It is now just over a year since we first formally launched the idea of our Times Higher Education University Impact Rankings. Although we had been discussing ideas related to it for a number of years, in particular around measuring innovation, it took us a long time to get to the stage where we felt that we had a framework that could, potentially, work.
And so, at the THE Young Universities Summit 2018, hosted by the University of South Florida, we presented our draft.
At the time, I was expecting that this might be a relatively niche ranking; perhaps we would gather enough data for a top 100, and if 50 institutions submitted data then the experience would still have been worthwhile.
In the end, 561 universities across 75 countries participated, of which 467 met the criteria for inclusion in the overall ranking (but all were included in at least one of the individual SDG tables).
Designing the ranking
A key challenge was to design metrics to showcase how universities were working towards the United Nations’ Sustainable Development Goals. While the 17 goals themselves include 169 indicators and 223 targets, there are among them very few direct mentions of universities.
Working from an underpinning theory of change – how could a university work towards the SDGs? – we created a framework with three elements: research, stewardship and outreach.
For research, we worked with Elsevier to identify a series of metrics and to devise a query of keywords for each SDG.
Universities are stewards of significant resources, both physical and human, and in this area we looked for indicators that institutions were matching their assets to the goals.
Finally, metrics around outreach had to recognise the institution’s place in its local community, region or nation.

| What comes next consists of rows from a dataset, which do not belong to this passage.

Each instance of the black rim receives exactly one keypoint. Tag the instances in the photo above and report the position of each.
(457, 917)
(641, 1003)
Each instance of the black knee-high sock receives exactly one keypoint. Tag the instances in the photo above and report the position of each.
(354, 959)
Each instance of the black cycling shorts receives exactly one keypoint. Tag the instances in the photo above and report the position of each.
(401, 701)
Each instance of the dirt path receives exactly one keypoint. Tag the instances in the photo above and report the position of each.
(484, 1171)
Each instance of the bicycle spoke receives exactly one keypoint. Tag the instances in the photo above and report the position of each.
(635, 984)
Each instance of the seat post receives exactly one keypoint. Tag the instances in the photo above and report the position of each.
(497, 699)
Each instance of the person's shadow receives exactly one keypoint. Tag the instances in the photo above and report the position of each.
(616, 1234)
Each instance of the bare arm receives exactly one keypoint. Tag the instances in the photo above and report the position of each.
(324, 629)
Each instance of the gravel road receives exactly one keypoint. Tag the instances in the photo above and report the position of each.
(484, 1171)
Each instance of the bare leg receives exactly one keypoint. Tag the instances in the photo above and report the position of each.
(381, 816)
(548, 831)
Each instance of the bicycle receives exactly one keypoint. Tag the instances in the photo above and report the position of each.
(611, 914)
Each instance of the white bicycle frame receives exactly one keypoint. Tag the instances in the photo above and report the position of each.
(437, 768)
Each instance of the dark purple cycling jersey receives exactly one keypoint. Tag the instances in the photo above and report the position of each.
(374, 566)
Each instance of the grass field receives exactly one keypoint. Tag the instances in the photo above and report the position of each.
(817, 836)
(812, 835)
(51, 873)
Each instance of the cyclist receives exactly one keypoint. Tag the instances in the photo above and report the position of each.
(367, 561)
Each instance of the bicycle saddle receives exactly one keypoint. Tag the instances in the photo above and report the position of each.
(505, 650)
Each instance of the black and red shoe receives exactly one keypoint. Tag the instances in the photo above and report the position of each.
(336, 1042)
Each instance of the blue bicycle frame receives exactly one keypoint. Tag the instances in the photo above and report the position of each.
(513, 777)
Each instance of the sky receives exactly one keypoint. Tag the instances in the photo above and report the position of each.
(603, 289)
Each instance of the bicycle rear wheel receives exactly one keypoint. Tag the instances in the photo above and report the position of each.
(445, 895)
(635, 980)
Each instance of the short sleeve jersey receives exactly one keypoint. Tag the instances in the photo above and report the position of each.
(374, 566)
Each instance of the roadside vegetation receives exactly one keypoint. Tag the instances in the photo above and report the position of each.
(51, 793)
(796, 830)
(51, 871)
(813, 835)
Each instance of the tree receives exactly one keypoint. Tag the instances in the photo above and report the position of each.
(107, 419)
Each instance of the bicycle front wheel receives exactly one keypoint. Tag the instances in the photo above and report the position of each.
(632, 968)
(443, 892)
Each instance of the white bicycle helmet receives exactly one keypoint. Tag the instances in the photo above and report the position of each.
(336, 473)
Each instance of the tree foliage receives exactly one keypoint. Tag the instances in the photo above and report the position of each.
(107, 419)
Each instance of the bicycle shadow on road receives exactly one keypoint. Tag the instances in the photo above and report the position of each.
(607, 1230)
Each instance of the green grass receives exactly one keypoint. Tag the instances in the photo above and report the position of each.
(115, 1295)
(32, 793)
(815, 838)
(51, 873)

Making it fair – or as fair as we could
There was always a risk that we would build something that replicated existing norms – that large, usually Western, universities would be the only ones with the capacity to fare well in the rankings.

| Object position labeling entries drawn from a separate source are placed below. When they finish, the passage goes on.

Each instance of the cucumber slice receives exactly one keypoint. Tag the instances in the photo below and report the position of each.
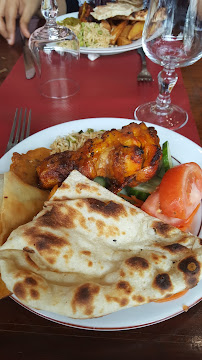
(101, 180)
(167, 159)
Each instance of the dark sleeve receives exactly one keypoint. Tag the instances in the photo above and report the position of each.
(72, 5)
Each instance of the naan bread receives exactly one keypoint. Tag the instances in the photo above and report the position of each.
(19, 203)
(89, 253)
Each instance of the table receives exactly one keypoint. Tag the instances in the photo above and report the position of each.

As a result, we decided on the following conditions:
- We would allow universities to participate even if they only submitted data on a small number of SDGs chosen by the institution
- We wouldn’t prioritise one SDG over another
- We would welcome entries from as wide a selection of universities as possible.
We also decided to reduce the emphasis on bibliometrics, from 38.5 per cent in the THE World University Rankings to 27 per cent.

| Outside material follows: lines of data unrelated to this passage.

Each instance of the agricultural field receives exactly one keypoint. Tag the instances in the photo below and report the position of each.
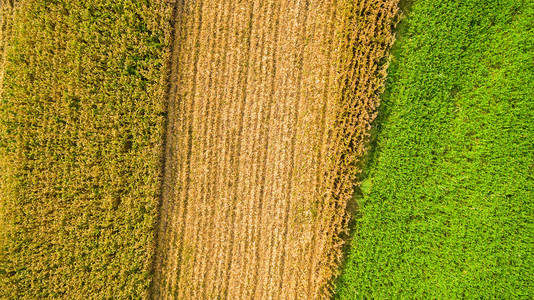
(82, 111)
(447, 199)
(270, 106)
(266, 149)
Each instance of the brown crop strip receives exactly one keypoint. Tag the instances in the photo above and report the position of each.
(270, 109)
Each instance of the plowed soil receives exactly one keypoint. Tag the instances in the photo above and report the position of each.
(270, 106)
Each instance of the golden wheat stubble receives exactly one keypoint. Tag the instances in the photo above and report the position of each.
(274, 104)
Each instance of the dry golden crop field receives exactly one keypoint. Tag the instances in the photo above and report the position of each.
(270, 106)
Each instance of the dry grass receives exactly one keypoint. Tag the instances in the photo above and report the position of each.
(81, 125)
(270, 110)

We saw significant variation in the SDGs for which institutions submitted data, most notably by geography. This vindicated our decision to make entry possible by participating in only a small number of SDGs.
We also saw universities that do not usually feature in rankings participating and performing well.
What happens next?
Although I feel positive about the initial iteration of the ranking, it is only a first version. We know that there is room for improvement. Some of the things that we will be working on for the next editions include:
- Designing metrics for the remaining six SDGs that were not covered in the first edition
- Making it easier for universities to provide data and evidence, including creating guides in multiple languages
- Examining the results from the first round to see which metrics worked well and which did not perform as we expected
- Consulting with universities and organisations around the world to identify opportunities for improvements
- Reaching out to universities that were unable to participate in the first year
- Providing insights from the data we have collected.
We will consult with institutions this summer, and we hope to generate an early first draft of the new methodology soon. This will enable us to formally present next year’s methodology at the THE World Academic Summit in September, before opening data collection in October.
The second THE University Impact Rankings will be launched at the THE Innovation and Impact Summit at Sweden’s KTH Royal Institute of Technology in April 2020.
Duncan Ross is chief data officer at Times Higher Education.